The competitive media landscape 

Due to the competitive media landscape, media outlets conduct their own investigations while being careful not to use information reported by their competitors (with some exceptions). In the case of media coverage of long-term care, there is no hint of collaboration. 

Instead of a cooperative effort to investigate the problems in nursing homes in order to fight for a just system, the goal instead is to outperform others in order to expand market share. 

In effect, the practices of media corporations are similar to those of for-profit long-term corporations that are incentivized to withhold proprietary information to gain a competitive edge. 

But the media’s job isn’t so much to inform the public as much as it is to provide some information with the intention of promoting their own brand in a competitive market. And generally, there isn’t a lack of factual reporting, but the framing, the omission of facts, and the privileging of some voices over the others. 

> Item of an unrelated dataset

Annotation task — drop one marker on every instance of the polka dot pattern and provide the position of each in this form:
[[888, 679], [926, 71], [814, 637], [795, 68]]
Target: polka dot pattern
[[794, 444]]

If the mainstream media’s job was to inform people about the long-term care system in order to foster debate and encourage democratic solutions to problems, surely they have failed in their duty. 

But this is not a bug but rather a feature of the system. The underlying problems with media and nursing homes, in a predominantly for-profit system, are rooted in capitalism. And as we can witness very clearly in the case of nursing homes, Capitalism Kills.